It was the year that R.E.M. and Red Hot Chili Peppers went mainstream. Smashing Pumpkins were still underground. U2 had their first (and perhaps best) of several major sound and image makeovers. And in addition to that breakthrough sophomore effort from Nirvana, Temple of the Dog, Pearl Jam and Sound Garden saw to it that every other headline in music publications included the words alternative, grunge or Seattle.
It was the year that brought us Lollapalooza. Tipper Gore and the Parents Music Resource Center were in full force and “Parental Advisory” stickers became formalized and were slapped on more albums than ever before thought imaginable.
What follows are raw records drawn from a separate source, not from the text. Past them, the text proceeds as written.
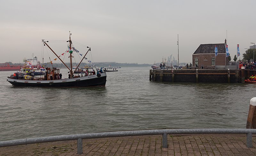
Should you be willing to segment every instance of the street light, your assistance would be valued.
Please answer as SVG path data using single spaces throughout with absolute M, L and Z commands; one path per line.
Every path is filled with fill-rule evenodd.
M 254 44 L 253 45 L 253 63 L 254 63 L 254 49 L 255 48 L 255 43 L 251 42 L 252 44 Z

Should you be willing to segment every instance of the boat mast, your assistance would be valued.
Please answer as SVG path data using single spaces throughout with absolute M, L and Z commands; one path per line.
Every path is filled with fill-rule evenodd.
M 91 48 L 89 46 L 87 46 L 87 48 L 89 48 L 89 49 L 88 49 L 88 50 L 87 51 L 87 52 L 86 52 L 86 53 L 84 55 L 84 57 L 83 58 L 83 59 L 82 59 L 82 60 L 81 60 L 81 61 L 80 61 L 80 62 L 79 63 L 79 64 L 78 64 L 78 65 L 76 66 L 76 69 L 75 69 L 75 70 L 74 70 L 74 72 L 75 72 L 76 71 L 76 69 L 77 69 L 77 68 L 78 68 L 78 67 L 79 67 L 79 66 L 80 65 L 80 64 L 81 64 L 81 62 L 82 62 L 82 61 L 84 60 L 84 58 L 85 57 L 85 56 L 86 56 L 86 55 L 87 54 L 87 53 L 88 53 L 88 52 L 89 52 L 89 51 L 91 51 Z M 93 67 L 93 66 L 92 67 Z
M 56 54 L 56 53 L 55 53 L 55 52 L 54 52 L 54 51 L 53 51 L 53 50 L 51 48 L 51 47 L 50 47 L 50 46 L 48 46 L 48 44 L 47 44 L 47 43 L 46 43 L 46 42 L 48 42 L 48 41 L 44 41 L 44 40 L 43 39 L 42 39 L 42 41 L 43 41 L 43 42 L 44 42 L 44 44 L 47 46 L 48 46 L 48 47 L 50 49 L 50 50 L 51 50 L 52 51 L 52 53 L 54 53 L 55 54 L 55 55 L 56 55 L 56 56 L 57 56 L 58 58 L 59 59 L 60 59 L 60 61 L 61 61 L 61 62 L 62 63 L 63 63 L 63 64 L 65 65 L 65 66 L 66 66 L 66 67 L 67 67 L 68 68 L 68 69 L 69 70 L 69 71 L 70 71 L 70 69 L 69 69 L 69 68 L 68 68 L 68 66 L 65 64 L 65 63 L 64 63 L 64 62 L 63 62 L 63 61 L 62 61 L 62 60 L 60 58 L 60 57 L 59 57 L 59 56 L 57 54 Z
M 71 35 L 71 34 L 70 33 L 70 31 L 69 31 L 69 40 L 68 41 L 69 42 L 69 48 L 70 50 L 71 50 L 71 38 L 70 37 L 70 35 Z M 70 58 L 70 69 L 69 71 L 70 71 L 70 75 L 71 77 L 73 77 L 73 69 L 72 68 L 73 67 L 72 66 L 72 53 L 70 53 L 70 55 L 69 55 L 69 57 Z

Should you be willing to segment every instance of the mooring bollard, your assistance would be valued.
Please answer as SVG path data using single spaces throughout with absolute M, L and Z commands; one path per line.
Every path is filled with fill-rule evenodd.
M 152 77 L 152 69 L 149 70 L 149 81 L 151 81 L 151 78 Z
M 246 134 L 246 146 L 248 148 L 252 148 L 252 135 L 251 133 Z
M 228 83 L 230 83 L 230 70 L 228 69 Z
M 83 154 L 83 139 L 81 138 L 78 138 L 77 139 L 77 154 Z
M 256 128 L 256 119 L 253 116 L 256 115 L 255 113 L 256 107 L 256 97 L 253 97 L 250 100 L 250 106 L 248 112 L 248 117 L 246 123 L 246 128 L 247 129 L 255 129 Z M 254 115 L 254 114 L 255 115 Z
M 160 70 L 160 82 L 163 82 L 163 78 L 164 77 L 164 70 L 161 69 Z
M 167 134 L 164 133 L 162 135 L 162 146 L 163 148 L 168 148 L 168 143 L 167 141 Z

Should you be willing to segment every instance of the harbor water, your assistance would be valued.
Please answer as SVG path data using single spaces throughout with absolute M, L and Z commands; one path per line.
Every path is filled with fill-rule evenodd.
M 0 141 L 164 128 L 245 128 L 256 85 L 149 81 L 150 67 L 107 73 L 105 87 L 15 87 L 0 72 Z M 61 69 L 62 78 L 68 72 Z

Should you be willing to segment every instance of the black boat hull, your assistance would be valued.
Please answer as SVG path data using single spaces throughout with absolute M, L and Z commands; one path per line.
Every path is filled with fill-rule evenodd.
M 72 87 L 105 86 L 105 73 L 87 76 L 52 81 L 15 80 L 8 78 L 7 81 L 14 86 L 37 87 Z

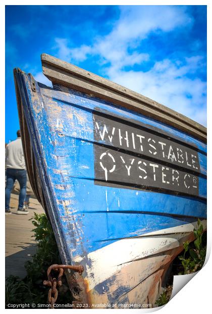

It was the year that Tupac Shakur and Kurt Cobain were introduced to the world. Over the next few years they would each become household names while courting controversy and fame. Each artist provided a unique soundtrack for those who were fatherless, or at least felt they were. Before the decade was over, the world would lose both artists to violent deaths, each shrouded in conspiracy theories.
Do you remember in Back to the Future II when Marty tells Doc Brown that they need to go back to November 12, 1955? That was the last and most hectic day of Marty’s stay in 1955 in the first movie. The Doc responds to Marty saying, “It could mean that that point in time inherently contains some sort of cosmic significance. Almost as if it were the temporal junction point for the entire space-time continuum. On the other hand, it could just be an amazing coincidence.”
I truly believe that 1991 was one of the years in music. Like a few pivotal years in the 50′s and 60′s, it contains some sort of cosmic significance, at least for the world of music. Neither the pop charts nor “underground” music have been the same since.
Throughout 2011, I will be taking you back to 1991. I have about 25 albums and at least one movie on the list to blog about throughout the year. I will try my best to post on or near the anniversary of the original release date. Most of these albums were at least pretty good. Some of them were Masterpieces. And I would be less than honest if I didn’t include a couple that in retrospect are quite embarrassing. The majority are rock of one sub-genre or another, or hip hop. A couple are pop albums. There will be at least one R&B and one Country album. Most of them I discovered upon their release or shortly there after. A couple of them it took me a considerable amount of time to catch on to. I will note that as I go along. But all of them came from that important and game changing year. 1991 I solute you.